Not really, Kathy and I sit on the outside seats and let the grandkids sit on the inside seats. The main reason I mounted it low was I have multi vision glasses and it really puts a bad crick in the Ole neck real quick trying to look upward threw the bottom of my glasses.







Also we like not having to play musical TV's at setup and breakdown time, all I have to do is put a towel over the face of the TV turn into wall and hook up my bungee cord in the back to roll.









Vern


----------



## Ymryl (Mar 2, 2004)

I replied to a similar post in another thread, I also have a 21RS and went searching for a tv. All of the 13" tv's I found were mono (vs. stereo) and were for the most part unimpressive to me (that's what I get for going from a 65" high definition tv at home I guess...). I ended up buying a 14" Toshiba flat screen (stereo - much better sound) from Best Buy. I also bought a cheap dvd player which I put in the cabinet next to the tv (drilled a 1" dia. hole in the back of the cabinet to pass the cables through). Here's a picture of the tv in the camper (last weekend)....

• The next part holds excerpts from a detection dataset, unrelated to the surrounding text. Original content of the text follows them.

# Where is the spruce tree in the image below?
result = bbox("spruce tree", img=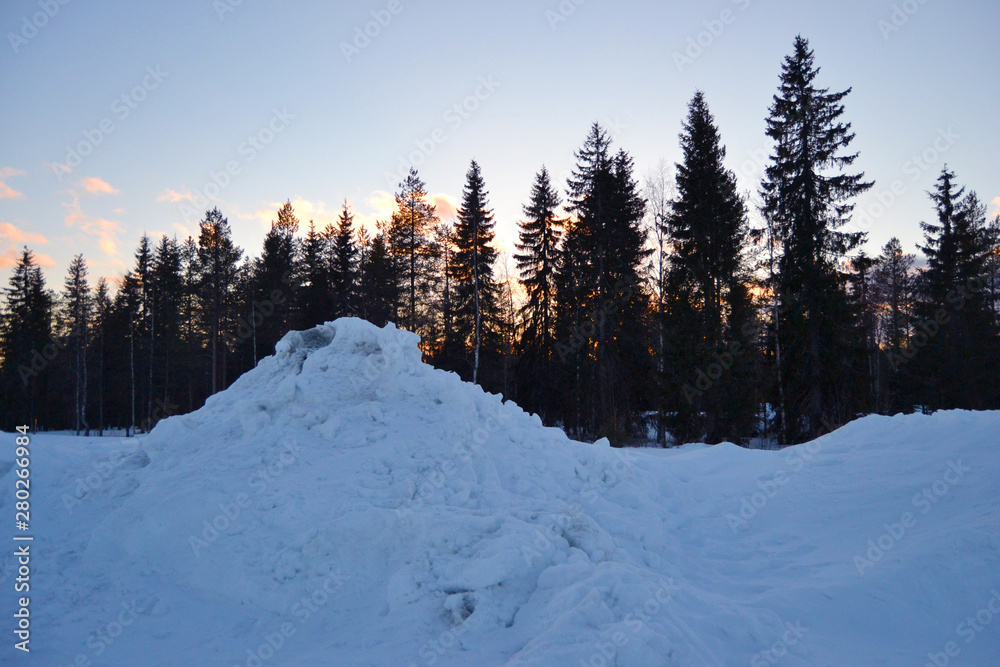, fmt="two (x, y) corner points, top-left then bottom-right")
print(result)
(761, 37), (872, 442)
(146, 235), (185, 428)
(663, 91), (755, 443)
(449, 160), (499, 382)
(197, 208), (243, 395)
(92, 278), (112, 436)
(556, 123), (651, 443)
(916, 166), (1000, 409)
(329, 201), (358, 318)
(254, 201), (300, 363)
(384, 169), (438, 333)
(59, 255), (93, 435)
(874, 237), (915, 414)
(0, 247), (53, 430)
(299, 220), (335, 327)
(514, 167), (565, 421)
(361, 233), (400, 327)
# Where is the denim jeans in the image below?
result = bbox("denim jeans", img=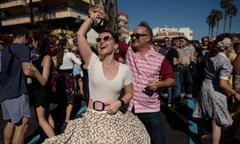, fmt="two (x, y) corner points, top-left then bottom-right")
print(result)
(136, 112), (166, 144)
(180, 66), (193, 95)
(168, 72), (181, 104)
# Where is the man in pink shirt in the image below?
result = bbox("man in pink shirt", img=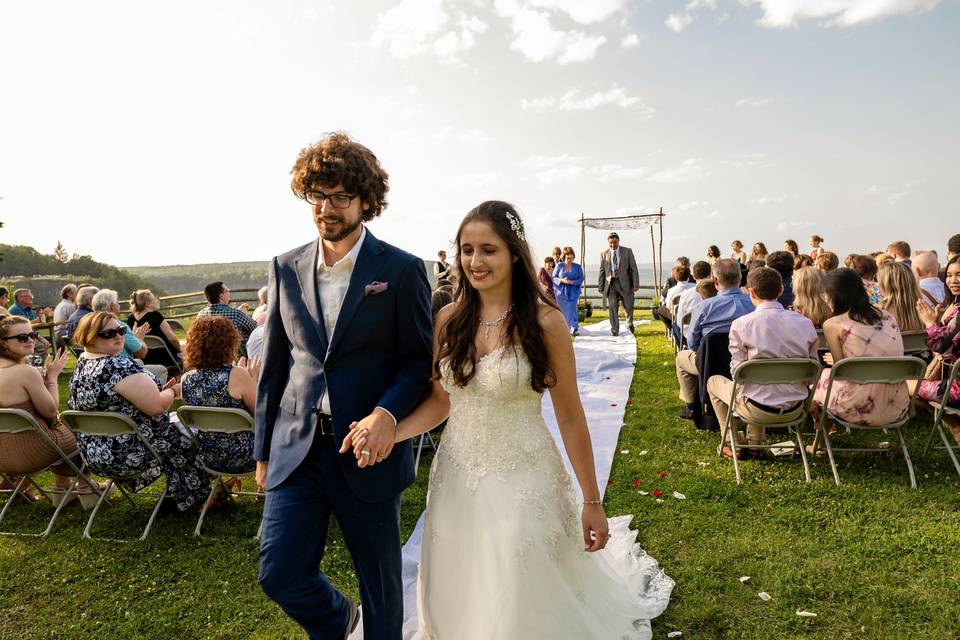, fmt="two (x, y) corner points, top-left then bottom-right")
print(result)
(707, 267), (820, 457)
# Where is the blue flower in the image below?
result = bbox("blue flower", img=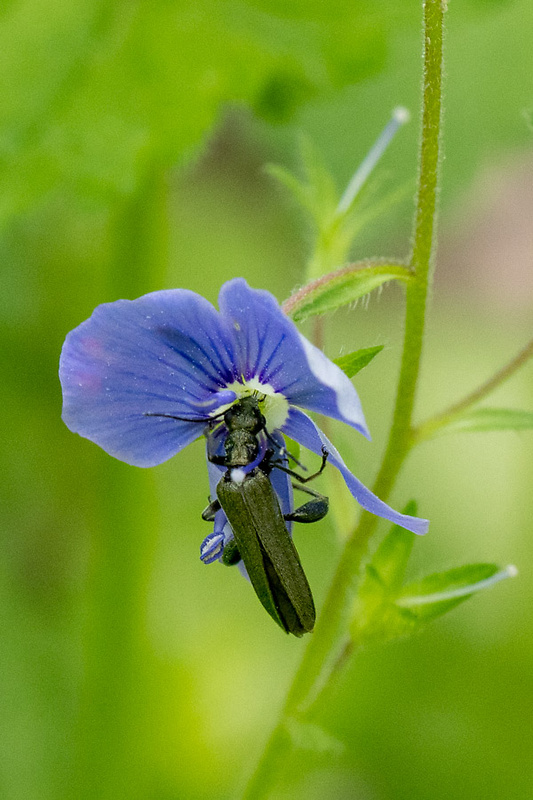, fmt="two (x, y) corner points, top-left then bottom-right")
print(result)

The only down side is that the handle for the antenna is much too close to the cabinet, I have to tilt the tv in order to crank it up or down...


----------



## Castle Rock Outbackers (Jan 18, 2004)

YM,

I did not know that 14" TVs were available until I found a nice Samsung unit at Circuit City:

http://www.circuitcity.com/detail.jsp?c=1&...0&oid=71533&m=0

It is twice the price of a 13" (this 14" is $140), but it has a flat screen, a bigger screen, better speakers, and upgraded features as compared to the $60 unit at Wal-Mart. And you know the commercial where the guy gets the biggest TV he can to fit in the space available? That's me.

Bummer about the antenna crank location in your unit! In our 2004 26 RS, the antenna crank is in the bunkroom.

Randy


----------